Japan and South Korea Draw Closer: A New Economic Alliance Takes Shape

Japan and South Korea have spent much of the past decade making their relationship harder than the industrial logic suggests it should be. Historical grievances, territorial disputes, and periodic trade fights have repeatedly damaged what is, on paper, a natural partnership between two advanced, export-oriented, US-allied economies with genuinely complementary technological strengths. 2026 looks different — though not because the underlying tensions have gone away.

In April, South Korean President Lee Jae-myung and Japanese Prime Minister Sanae Takaichi pledged to deepen cooperation across economic security, science and technology, and international rule-making. The statement was not the usual diplomatic language about strengthening trade ties. It described a structural partnership covering joint positions on AI standards, semiconductor supply chains, and critical mineral access.

The business community got there first. SK Group Chairman Choi Tae-won has argued publicly that South Korea should pursue economic integration with Japan and lead a broader Asian economic alliance in the AI era. The argument is direct: together, South Korea and Japan can shape standards, supply chains, and investment frameworks in ways neither can manage alone.

External pressure is doing a lot of work here. Trump administration tariffs have hit both countries and exposed the risks of dependence on US market access and US-controlled technology supply chains. China’s assertiveness in the South China Sea, its competition with Korean and Japanese semiconductor industries, and its economic pressure on smaller regional neighbours have all strengthened the case for closer alignment between the two US allies.

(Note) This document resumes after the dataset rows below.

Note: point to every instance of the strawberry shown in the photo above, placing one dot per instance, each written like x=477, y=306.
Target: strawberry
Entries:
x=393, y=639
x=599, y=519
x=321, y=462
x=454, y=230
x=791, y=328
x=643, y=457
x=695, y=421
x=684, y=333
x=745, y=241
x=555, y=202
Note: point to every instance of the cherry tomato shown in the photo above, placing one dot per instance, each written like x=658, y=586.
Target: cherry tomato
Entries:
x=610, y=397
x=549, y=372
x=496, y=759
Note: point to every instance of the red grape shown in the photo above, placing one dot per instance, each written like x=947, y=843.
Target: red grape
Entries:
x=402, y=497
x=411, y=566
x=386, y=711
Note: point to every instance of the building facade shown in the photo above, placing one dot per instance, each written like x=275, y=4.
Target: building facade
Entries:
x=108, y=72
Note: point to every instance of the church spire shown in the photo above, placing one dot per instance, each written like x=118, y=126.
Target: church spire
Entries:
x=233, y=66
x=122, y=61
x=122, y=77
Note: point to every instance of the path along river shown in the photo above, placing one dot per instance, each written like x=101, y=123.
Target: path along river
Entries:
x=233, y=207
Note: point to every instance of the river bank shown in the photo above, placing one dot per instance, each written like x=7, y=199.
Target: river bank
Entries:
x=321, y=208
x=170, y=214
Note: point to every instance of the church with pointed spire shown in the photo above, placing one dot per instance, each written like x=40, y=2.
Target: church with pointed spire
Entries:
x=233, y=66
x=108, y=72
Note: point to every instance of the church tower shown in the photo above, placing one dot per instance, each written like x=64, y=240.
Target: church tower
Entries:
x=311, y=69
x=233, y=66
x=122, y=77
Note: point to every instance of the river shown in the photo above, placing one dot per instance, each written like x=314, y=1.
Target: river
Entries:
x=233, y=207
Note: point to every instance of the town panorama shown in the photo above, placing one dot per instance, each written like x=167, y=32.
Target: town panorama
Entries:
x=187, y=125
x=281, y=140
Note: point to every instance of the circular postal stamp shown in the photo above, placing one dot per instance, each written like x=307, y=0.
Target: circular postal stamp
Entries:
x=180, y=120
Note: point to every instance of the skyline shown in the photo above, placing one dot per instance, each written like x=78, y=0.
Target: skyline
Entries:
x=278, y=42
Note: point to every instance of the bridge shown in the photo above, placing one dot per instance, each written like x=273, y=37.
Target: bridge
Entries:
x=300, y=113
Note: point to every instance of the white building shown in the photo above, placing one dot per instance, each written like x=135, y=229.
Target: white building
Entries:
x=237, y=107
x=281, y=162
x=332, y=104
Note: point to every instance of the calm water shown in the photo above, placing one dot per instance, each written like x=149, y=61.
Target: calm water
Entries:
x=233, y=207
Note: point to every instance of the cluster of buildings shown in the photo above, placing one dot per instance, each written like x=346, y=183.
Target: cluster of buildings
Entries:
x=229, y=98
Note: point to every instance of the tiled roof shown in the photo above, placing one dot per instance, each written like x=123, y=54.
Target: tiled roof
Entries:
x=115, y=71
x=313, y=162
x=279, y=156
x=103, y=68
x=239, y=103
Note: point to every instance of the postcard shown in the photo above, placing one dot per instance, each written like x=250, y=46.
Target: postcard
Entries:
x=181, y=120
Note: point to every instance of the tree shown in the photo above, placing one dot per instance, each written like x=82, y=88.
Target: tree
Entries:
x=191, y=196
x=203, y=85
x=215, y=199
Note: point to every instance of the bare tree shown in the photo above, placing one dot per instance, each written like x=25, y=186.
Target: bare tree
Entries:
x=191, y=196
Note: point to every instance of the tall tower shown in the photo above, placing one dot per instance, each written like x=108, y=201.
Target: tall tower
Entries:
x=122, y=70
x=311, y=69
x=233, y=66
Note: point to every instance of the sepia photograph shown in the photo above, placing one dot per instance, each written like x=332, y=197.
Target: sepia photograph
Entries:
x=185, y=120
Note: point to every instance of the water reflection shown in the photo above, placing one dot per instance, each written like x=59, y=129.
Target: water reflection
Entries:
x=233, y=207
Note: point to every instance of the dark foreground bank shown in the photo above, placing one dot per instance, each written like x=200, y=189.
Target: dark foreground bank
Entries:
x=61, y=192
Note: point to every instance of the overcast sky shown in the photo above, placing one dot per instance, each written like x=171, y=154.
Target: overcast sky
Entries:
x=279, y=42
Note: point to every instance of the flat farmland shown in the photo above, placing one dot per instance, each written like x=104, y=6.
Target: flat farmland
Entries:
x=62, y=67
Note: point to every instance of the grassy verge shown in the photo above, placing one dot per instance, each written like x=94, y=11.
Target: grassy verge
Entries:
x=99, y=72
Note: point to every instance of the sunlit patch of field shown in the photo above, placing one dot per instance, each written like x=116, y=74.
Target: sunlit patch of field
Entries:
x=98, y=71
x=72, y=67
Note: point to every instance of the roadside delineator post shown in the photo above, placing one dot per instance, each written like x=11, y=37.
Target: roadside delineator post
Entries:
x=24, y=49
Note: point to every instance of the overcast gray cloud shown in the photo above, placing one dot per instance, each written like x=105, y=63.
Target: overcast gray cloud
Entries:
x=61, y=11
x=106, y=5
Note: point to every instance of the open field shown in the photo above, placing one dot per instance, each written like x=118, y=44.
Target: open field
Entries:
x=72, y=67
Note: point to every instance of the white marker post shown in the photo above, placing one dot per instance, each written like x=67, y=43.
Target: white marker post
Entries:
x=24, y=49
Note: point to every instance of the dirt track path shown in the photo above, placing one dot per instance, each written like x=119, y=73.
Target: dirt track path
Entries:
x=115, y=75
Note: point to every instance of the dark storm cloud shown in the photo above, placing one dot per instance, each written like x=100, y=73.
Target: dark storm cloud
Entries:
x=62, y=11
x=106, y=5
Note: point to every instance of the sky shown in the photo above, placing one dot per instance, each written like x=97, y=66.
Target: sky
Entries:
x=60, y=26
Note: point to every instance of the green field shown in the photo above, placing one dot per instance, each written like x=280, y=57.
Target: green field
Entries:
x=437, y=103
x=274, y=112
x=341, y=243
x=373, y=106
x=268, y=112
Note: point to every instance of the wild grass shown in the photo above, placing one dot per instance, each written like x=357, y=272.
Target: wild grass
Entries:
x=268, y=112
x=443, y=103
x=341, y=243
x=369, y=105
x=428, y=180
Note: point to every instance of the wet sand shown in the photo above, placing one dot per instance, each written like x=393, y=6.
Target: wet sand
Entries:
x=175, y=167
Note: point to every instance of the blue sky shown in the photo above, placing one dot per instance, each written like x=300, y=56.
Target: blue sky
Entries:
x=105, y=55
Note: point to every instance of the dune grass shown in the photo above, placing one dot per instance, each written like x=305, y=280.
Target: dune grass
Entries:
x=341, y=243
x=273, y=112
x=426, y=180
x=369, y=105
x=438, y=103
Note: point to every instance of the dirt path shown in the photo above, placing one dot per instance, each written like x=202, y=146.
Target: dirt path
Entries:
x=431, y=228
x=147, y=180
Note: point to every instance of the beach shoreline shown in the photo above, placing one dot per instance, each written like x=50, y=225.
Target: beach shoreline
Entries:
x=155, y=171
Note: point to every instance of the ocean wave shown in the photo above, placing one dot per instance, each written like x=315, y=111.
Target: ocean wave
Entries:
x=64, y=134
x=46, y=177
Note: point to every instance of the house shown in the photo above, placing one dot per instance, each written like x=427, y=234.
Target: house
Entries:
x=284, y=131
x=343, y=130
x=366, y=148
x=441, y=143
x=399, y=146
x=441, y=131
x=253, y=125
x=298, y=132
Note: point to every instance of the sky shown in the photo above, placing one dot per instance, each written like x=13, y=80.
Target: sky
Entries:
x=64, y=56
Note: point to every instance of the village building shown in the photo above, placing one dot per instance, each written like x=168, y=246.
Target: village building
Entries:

There is genuine industrial substance to build on. South Korea leads in memory semiconductors and OLED displays; Japan dominates semiconductor materials, chemicals, and manufacturing equipment. The two countries are already deeply intertwined in the chip supply chain, even if that interdependence rarely features in political discussions. Complementarities in battery technology, robotics, and hydrogen energy add to the picture.

The risks are real. Domestic politics in both countries have reliably derailed better bilateral relationships before. Nationalist sentiment can reassert itself quickly, and the historical grievances have not gone anywhere. The diplomatic momentum of April 2026 is genuine. Whether it translates into durable institutional arrangements is a different question.

Pressure from US tariffs and Chinese assertiveness has brought South Korea and Japan closer than they have been in years. The two countries have substantial industrial complementarities in semiconductors, materials, and clean energy. For Asia-focused professionals, a more integrated Japan-Korea axis would reshape supply chains and technology partnerships across Northeast Asia — but domestic political risk on both sides means it is not guaranteed.